Forest plots of multivariable associations between CYP2B6 metabolizer genotype and change in weight at week 48 in a clinical trials cohort of human immunodeficiency virus–positive individuals who were randomized to initiate efavirenz-containing regimens in prospective AIDS Clinical Trials Group (ACTG) studies. For these analyses, CYP2B6 genotype was categorized into 10 ordinal levels that predict progressively greater plasma efavirenz exposure. Linear regression model results are shown.
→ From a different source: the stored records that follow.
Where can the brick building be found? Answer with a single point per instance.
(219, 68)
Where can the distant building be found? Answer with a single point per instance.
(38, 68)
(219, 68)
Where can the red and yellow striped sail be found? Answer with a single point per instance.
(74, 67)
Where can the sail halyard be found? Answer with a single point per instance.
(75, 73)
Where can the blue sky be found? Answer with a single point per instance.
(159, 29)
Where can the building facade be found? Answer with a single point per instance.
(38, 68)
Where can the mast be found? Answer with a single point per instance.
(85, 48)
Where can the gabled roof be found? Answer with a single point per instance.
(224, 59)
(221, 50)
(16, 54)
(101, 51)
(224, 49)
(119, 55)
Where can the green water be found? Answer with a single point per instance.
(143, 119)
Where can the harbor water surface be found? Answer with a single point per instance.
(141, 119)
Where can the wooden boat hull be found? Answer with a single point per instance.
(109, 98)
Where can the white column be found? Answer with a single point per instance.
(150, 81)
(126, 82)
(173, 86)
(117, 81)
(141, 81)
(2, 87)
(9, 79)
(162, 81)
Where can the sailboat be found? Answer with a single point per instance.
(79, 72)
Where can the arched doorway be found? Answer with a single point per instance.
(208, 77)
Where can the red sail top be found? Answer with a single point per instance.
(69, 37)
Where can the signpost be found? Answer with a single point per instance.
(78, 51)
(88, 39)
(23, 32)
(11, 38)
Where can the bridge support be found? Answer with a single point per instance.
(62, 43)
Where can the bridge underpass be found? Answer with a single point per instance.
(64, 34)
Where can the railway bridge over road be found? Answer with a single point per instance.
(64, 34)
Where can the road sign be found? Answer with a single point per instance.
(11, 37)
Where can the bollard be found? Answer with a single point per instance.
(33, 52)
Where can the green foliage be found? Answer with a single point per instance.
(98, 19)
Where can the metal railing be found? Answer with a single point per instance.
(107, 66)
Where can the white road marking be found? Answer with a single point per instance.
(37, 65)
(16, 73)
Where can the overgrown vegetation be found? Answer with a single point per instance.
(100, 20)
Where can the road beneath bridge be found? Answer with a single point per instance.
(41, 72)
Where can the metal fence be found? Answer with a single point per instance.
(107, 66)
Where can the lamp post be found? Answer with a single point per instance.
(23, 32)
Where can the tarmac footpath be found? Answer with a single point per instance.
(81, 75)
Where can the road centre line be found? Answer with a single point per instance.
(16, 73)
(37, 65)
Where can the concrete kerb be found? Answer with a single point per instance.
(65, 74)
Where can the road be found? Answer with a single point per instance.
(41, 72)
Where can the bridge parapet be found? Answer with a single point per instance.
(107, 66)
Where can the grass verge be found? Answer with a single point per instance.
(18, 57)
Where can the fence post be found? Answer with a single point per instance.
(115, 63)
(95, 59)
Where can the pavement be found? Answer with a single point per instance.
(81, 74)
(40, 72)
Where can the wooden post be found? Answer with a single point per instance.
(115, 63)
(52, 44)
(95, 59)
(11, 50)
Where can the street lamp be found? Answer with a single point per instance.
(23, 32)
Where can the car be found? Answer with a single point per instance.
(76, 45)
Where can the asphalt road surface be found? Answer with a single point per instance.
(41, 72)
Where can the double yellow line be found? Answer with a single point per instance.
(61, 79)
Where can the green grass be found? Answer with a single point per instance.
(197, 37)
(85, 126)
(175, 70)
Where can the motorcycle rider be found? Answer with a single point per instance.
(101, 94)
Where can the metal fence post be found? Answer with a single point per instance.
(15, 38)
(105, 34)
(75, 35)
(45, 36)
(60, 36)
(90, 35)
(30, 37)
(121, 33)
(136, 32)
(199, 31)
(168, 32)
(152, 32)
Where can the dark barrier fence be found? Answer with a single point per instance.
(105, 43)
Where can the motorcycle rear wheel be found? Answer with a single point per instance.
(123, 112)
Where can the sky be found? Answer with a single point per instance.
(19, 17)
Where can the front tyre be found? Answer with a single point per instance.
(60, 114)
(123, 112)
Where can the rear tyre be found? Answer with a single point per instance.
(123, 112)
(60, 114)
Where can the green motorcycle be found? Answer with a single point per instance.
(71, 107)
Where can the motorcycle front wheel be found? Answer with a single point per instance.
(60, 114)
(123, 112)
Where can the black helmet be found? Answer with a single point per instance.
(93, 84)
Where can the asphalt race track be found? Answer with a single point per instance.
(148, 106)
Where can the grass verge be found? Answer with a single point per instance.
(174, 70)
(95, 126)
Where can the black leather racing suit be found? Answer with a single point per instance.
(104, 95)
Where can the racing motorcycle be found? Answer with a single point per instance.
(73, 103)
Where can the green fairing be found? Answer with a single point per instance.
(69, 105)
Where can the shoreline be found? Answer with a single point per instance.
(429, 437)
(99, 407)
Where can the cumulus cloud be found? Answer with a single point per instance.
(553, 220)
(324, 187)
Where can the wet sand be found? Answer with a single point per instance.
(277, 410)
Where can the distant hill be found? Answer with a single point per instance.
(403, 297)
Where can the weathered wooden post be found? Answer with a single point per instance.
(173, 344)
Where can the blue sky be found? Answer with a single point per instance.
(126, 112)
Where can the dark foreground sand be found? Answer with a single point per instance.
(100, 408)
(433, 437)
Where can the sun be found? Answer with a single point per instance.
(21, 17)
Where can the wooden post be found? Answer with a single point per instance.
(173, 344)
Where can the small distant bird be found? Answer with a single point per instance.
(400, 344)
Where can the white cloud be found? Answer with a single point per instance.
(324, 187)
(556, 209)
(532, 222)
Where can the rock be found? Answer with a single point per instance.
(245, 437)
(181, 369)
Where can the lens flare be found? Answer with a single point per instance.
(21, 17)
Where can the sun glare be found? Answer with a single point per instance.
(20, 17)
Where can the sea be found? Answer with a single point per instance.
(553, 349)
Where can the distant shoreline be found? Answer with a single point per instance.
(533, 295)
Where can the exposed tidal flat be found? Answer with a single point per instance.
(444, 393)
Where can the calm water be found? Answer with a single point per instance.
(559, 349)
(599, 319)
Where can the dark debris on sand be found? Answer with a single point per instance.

For “all participants” and nucleos(t)ide reverse transcriptase inhibitor (NRTI) analyses, covariates included weight, age, race/ethnicity, and sex at baseline, as well as the first 3 principal components generated from genome-wide genotype data. For race/ethnicity analyses, the same covariates as for all participants were included except principal components. For sex analyses, the same covariates as for all participants were included except sex. β coefficients and 95% confidence intervals (CIs) are shown. Negative β coefficients indicate that CYP2B6 genotypes that predict increased plasma efavirenz concentrations were associated with less weight gain (or greater weight loss). The tenofovir disoproxil fumarate (TDF) arms are shown in blue; abacavir (ABC) arms are shown in red. A, Associations among all evaluable participants from ACTG protocols A5095, A5142, and A5202, stratified by concomitant NRTI, self-reported race/ethnicity, and sex. B, Associations among all evaluable participants from A5202, stratified by concomitant NRTI, self-reported race/ethnicity, and sex. C, Associations among all evaluable participants from A5095 and A5142, stratified by concomitant NRTI, self-reported race/ethnicity, and sex.